Based on the heterogeneity of outcomes, we clustered the studies into four different objectives for easy comparison. The primary objective of most studies is to increase physical activity among patients with heart disease in a HBCR setting.42,44–48,51,53,56,57,60,61,63–65 The second objective aims to nudge health promotion behaviors among patients with heart disease, including self-care and management and healthy lifestyles.50,55,58,59,66 Additionally, ensuring cardiovascular medication compliance among patients with heart disease is also concerned.49,52,54 The fourth objective focuses on improving home diet management behavior in patients with heart disease.43,62
Types of Nudging Strategies
The nudging strategies associated with System 2 will have an impact on health behaviors in HBCR only if participants choose to pay attention and there is a need for it. For example, a specific food nutrition label is displayed at a time when the food is not purchased (information disclosure). However, the participant may completely ignore it, failing to engage their analytical thinking. This is defined as an active nudging strategy. Additionally, some nudging strategies, such as setting the target option as the default option or working the power of the role model (default/social norm), can also occur without the knowledge and awareness of the participant. This is referred to as a passive nudging strategy. In addition, some nudging interventions are delivered inconsistently with the participant’s decisions or behaviors, which we define as asynchronous nudging strategies. For example, some nudging interventions send emails with feedback that can be read at any time, not just when healthy behavior changes. The aim of this nudging strategy is to change health beliefs, ultimately influencing the transformation of health behaviors. In contrast, during HBCR, participants received immediate just-in-time adaptive nudging interventions that did not hesitate to bring about immediate changes in their health behaviors. We coded these interventions as synchronous nudging strategies.

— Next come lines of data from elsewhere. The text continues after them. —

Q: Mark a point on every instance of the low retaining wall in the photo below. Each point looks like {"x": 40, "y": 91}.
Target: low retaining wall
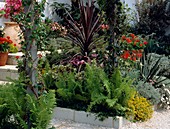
{"x": 88, "y": 118}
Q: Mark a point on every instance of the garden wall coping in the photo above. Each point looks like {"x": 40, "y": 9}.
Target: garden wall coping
{"x": 88, "y": 118}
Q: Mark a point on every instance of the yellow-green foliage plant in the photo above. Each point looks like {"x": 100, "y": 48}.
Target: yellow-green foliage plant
{"x": 140, "y": 109}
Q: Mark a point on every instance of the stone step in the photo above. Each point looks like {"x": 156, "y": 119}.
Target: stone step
{"x": 12, "y": 58}
{"x": 8, "y": 71}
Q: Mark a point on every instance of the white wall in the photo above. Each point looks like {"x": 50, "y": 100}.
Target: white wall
{"x": 2, "y": 19}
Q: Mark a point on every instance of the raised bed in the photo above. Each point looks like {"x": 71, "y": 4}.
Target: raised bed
{"x": 88, "y": 118}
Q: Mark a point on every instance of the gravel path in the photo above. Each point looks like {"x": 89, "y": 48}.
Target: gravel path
{"x": 160, "y": 120}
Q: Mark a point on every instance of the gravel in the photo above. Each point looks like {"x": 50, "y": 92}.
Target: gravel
{"x": 160, "y": 120}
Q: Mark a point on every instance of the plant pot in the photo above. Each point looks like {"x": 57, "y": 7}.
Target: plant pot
{"x": 3, "y": 58}
{"x": 13, "y": 30}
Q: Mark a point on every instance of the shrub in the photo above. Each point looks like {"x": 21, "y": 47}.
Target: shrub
{"x": 140, "y": 108}
{"x": 93, "y": 91}
{"x": 154, "y": 18}
{"x": 148, "y": 91}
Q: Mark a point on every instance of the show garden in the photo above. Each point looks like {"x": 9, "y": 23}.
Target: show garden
{"x": 100, "y": 58}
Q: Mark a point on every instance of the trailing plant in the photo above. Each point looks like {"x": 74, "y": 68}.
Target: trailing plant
{"x": 140, "y": 108}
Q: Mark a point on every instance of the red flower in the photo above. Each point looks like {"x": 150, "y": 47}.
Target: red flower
{"x": 8, "y": 37}
{"x": 123, "y": 37}
{"x": 128, "y": 40}
{"x": 103, "y": 26}
{"x": 126, "y": 55}
{"x": 145, "y": 43}
{"x": 134, "y": 58}
{"x": 39, "y": 55}
{"x": 137, "y": 40}
{"x": 139, "y": 55}
{"x": 132, "y": 35}
{"x": 135, "y": 43}
{"x": 106, "y": 27}
{"x": 141, "y": 45}
{"x": 17, "y": 57}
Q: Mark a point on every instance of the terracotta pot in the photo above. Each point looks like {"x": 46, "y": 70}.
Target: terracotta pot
{"x": 13, "y": 30}
{"x": 3, "y": 58}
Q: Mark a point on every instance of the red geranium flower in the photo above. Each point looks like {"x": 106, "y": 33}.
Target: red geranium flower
{"x": 17, "y": 57}
{"x": 145, "y": 43}
{"x": 128, "y": 40}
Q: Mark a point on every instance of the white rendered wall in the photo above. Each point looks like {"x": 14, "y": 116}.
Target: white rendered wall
{"x": 2, "y": 19}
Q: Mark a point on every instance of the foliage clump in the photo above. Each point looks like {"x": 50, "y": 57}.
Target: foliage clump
{"x": 21, "y": 110}
{"x": 140, "y": 108}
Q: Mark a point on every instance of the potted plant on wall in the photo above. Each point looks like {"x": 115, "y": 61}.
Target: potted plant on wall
{"x": 5, "y": 46}
{"x": 12, "y": 29}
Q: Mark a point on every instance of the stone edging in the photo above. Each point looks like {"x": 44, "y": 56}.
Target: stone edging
{"x": 88, "y": 118}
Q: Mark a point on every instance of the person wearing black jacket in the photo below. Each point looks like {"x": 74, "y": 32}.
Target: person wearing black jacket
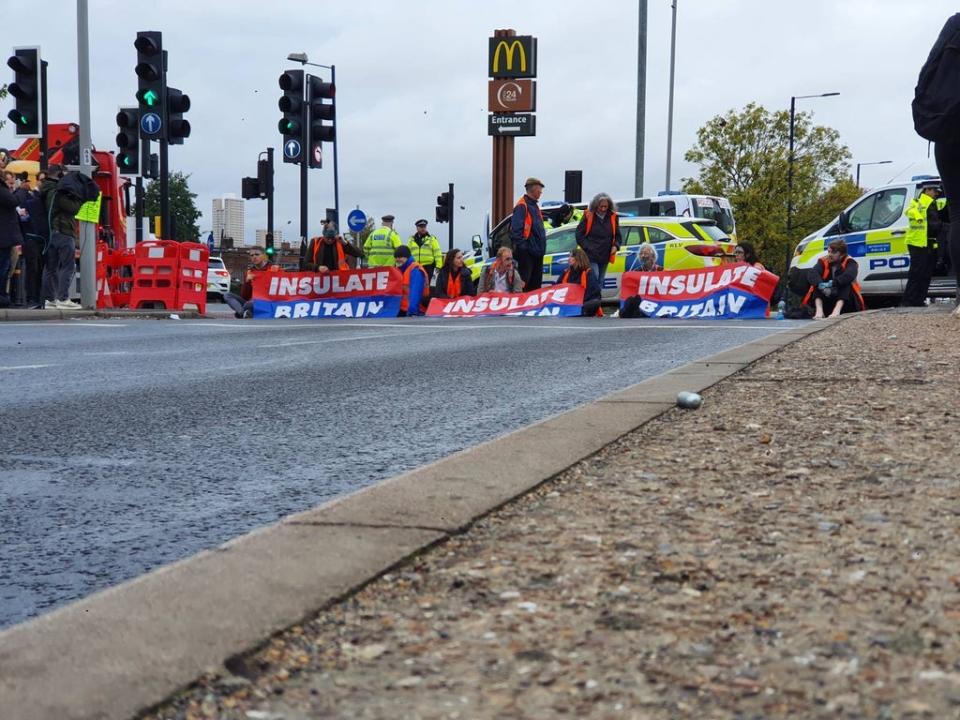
{"x": 453, "y": 278}
{"x": 581, "y": 273}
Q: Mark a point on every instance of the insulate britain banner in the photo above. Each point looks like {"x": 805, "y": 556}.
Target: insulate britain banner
{"x": 557, "y": 300}
{"x": 371, "y": 292}
{"x": 727, "y": 291}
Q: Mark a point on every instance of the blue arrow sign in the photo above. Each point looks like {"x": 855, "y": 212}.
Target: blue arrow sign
{"x": 150, "y": 123}
{"x": 356, "y": 220}
{"x": 291, "y": 149}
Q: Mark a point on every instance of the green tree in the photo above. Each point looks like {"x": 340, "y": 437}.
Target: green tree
{"x": 183, "y": 209}
{"x": 743, "y": 156}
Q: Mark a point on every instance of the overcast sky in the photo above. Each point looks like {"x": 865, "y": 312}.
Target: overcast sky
{"x": 412, "y": 88}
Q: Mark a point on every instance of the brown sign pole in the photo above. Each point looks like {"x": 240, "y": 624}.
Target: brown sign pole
{"x": 512, "y": 62}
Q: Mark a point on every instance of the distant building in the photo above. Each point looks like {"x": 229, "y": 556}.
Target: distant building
{"x": 262, "y": 237}
{"x": 228, "y": 219}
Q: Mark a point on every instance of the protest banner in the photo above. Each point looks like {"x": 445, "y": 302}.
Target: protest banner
{"x": 557, "y": 300}
{"x": 370, "y": 292}
{"x": 726, "y": 292}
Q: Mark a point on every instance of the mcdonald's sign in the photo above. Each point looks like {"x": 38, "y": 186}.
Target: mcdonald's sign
{"x": 513, "y": 57}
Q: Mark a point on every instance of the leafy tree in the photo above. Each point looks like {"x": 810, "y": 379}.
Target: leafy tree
{"x": 743, "y": 156}
{"x": 183, "y": 209}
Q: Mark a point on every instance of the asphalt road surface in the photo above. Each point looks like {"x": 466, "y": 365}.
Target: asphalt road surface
{"x": 128, "y": 444}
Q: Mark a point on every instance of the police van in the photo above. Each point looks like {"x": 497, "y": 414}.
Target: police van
{"x": 875, "y": 229}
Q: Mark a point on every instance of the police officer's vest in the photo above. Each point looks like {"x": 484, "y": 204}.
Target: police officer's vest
{"x": 380, "y": 246}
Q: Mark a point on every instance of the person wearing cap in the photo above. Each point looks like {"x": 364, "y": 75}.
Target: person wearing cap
{"x": 528, "y": 236}
{"x": 381, "y": 243}
{"x": 415, "y": 283}
{"x": 425, "y": 249}
{"x": 924, "y": 224}
{"x": 330, "y": 251}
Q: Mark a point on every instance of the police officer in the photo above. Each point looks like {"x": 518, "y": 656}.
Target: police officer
{"x": 381, "y": 243}
{"x": 924, "y": 224}
{"x": 425, "y": 249}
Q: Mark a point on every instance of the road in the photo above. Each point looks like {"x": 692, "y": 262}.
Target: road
{"x": 128, "y": 444}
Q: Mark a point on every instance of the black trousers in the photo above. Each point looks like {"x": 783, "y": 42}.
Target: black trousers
{"x": 948, "y": 165}
{"x": 918, "y": 277}
{"x": 530, "y": 268}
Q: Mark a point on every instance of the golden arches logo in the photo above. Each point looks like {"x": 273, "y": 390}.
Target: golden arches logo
{"x": 509, "y": 50}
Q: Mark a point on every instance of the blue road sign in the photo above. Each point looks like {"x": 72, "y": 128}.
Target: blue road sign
{"x": 150, "y": 123}
{"x": 291, "y": 149}
{"x": 356, "y": 220}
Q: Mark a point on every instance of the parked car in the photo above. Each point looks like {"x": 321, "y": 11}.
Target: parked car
{"x": 218, "y": 278}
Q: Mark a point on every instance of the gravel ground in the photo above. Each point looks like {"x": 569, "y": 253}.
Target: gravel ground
{"x": 790, "y": 550}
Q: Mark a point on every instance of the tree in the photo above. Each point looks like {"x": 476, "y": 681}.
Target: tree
{"x": 743, "y": 156}
{"x": 183, "y": 209}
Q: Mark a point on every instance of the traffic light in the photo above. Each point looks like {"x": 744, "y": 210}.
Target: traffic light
{"x": 443, "y": 207}
{"x": 177, "y": 128}
{"x": 294, "y": 110}
{"x": 25, "y": 88}
{"x": 150, "y": 83}
{"x": 128, "y": 141}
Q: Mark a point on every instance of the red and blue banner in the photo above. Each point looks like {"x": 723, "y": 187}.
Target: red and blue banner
{"x": 557, "y": 300}
{"x": 370, "y": 292}
{"x": 725, "y": 292}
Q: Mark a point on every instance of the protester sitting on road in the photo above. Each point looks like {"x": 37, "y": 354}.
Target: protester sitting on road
{"x": 416, "y": 284}
{"x": 833, "y": 283}
{"x": 501, "y": 275}
{"x": 581, "y": 273}
{"x": 242, "y": 304}
{"x": 744, "y": 252}
{"x": 454, "y": 279}
{"x": 329, "y": 252}
{"x": 647, "y": 259}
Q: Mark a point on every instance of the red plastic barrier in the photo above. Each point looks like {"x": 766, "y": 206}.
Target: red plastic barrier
{"x": 155, "y": 274}
{"x": 192, "y": 276}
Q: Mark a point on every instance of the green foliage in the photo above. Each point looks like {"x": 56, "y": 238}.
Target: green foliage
{"x": 744, "y": 156}
{"x": 183, "y": 209}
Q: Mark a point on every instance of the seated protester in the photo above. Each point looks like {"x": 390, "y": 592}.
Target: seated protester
{"x": 581, "y": 273}
{"x": 330, "y": 251}
{"x": 416, "y": 284}
{"x": 502, "y": 275}
{"x": 453, "y": 279}
{"x": 242, "y": 304}
{"x": 833, "y": 283}
{"x": 647, "y": 259}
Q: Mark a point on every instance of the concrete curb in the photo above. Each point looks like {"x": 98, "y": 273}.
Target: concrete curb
{"x": 123, "y": 650}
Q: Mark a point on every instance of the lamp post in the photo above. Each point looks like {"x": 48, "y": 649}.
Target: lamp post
{"x": 793, "y": 106}
{"x": 303, "y": 60}
{"x": 878, "y": 162}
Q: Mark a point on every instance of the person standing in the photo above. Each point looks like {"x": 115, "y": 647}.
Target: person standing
{"x": 581, "y": 273}
{"x": 599, "y": 235}
{"x": 921, "y": 212}
{"x": 330, "y": 251}
{"x": 61, "y": 264}
{"x": 501, "y": 275}
{"x": 453, "y": 279}
{"x": 381, "y": 244}
{"x": 528, "y": 236}
{"x": 425, "y": 249}
{"x": 416, "y": 285}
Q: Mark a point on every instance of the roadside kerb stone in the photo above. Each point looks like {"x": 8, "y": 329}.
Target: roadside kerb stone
{"x": 123, "y": 650}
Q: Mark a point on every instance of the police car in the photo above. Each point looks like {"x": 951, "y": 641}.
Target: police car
{"x": 681, "y": 243}
{"x": 874, "y": 229}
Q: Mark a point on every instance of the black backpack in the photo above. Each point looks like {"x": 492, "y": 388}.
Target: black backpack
{"x": 936, "y": 100}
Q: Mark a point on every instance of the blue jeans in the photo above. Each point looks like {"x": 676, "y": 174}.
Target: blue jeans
{"x": 601, "y": 270}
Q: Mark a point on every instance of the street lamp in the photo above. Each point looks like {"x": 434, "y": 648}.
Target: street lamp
{"x": 878, "y": 162}
{"x": 304, "y": 60}
{"x": 793, "y": 105}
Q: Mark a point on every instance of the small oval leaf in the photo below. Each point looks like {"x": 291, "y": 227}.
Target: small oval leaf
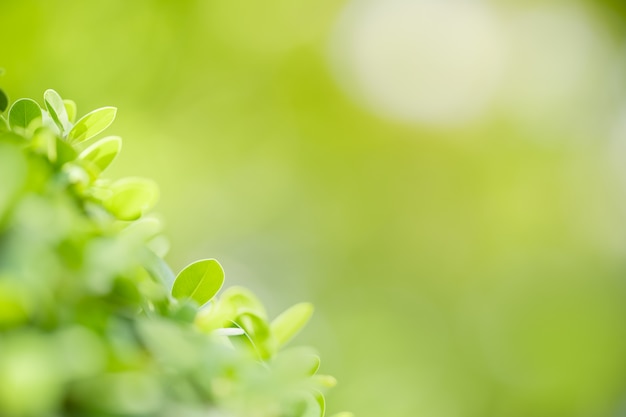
{"x": 4, "y": 101}
{"x": 56, "y": 108}
{"x": 102, "y": 153}
{"x": 241, "y": 300}
{"x": 23, "y": 112}
{"x": 4, "y": 125}
{"x": 288, "y": 324}
{"x": 131, "y": 198}
{"x": 70, "y": 109}
{"x": 91, "y": 124}
{"x": 199, "y": 281}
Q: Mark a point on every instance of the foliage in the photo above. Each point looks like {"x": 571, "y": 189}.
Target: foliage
{"x": 92, "y": 320}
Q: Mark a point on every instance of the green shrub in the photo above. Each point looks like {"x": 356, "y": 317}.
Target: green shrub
{"x": 92, "y": 320}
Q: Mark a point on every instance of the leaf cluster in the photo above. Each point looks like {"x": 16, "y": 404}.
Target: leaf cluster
{"x": 93, "y": 322}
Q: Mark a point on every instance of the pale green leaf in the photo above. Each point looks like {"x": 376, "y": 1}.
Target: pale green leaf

In order to capture the heterogeneity of nudging strategies, we adopted the method introduced by Sant’Anna et al37 to classify nudging strategies (Figure 4). In this review, four nudging strategies were assigned to more than one quadrant, including reminders and alerts, feedback, peer effects, and environmental cueing and priming. Reminders and alerts usually occur when the target behavior must be performed (synchronous) and requires the participation of the HBCR patients (active). However, three reminders and alerts were divided into passive and asynchronous nudge strategies. In these cases, text messages were sent to remind participants about their daily healthy eating management, which could be read at any time and did not necessitate immediate action. Feedback, on the other hand, generally does not require active participation from home cardiac rehabilitation patients and is therefore classified as a passive nudging strategy. Nonetheless, there was heterogeneity observed, with feedback identified as synchronous five times and asynchronous six times, depending on whether the feedback information was consistent with the target behavior. Peer effects were consistently categorized as simultaneous nudging strategies since the priming object (peer connection) aligns with the target behavior (physical activity). However, two instances were classified as active, requiring active participation from patients in peer interactions and connections, while one instance was considered passive, employing anonymous peer comparison strategies without the participant’s awareness or knowledge. Among the 25 studies included, two environmental cueing and priming were adopted.54,55 One instance was classified as an active and asynchronous nudging strategy, as patients were exposed to relevant contexts through interviews that triggered reflection but did not result in immediate engagement in health-promoting behaviors. The other instance was classified as a passive and synchronous nudging strategy, as patients received carefully crafted messages and pictures during HBCR.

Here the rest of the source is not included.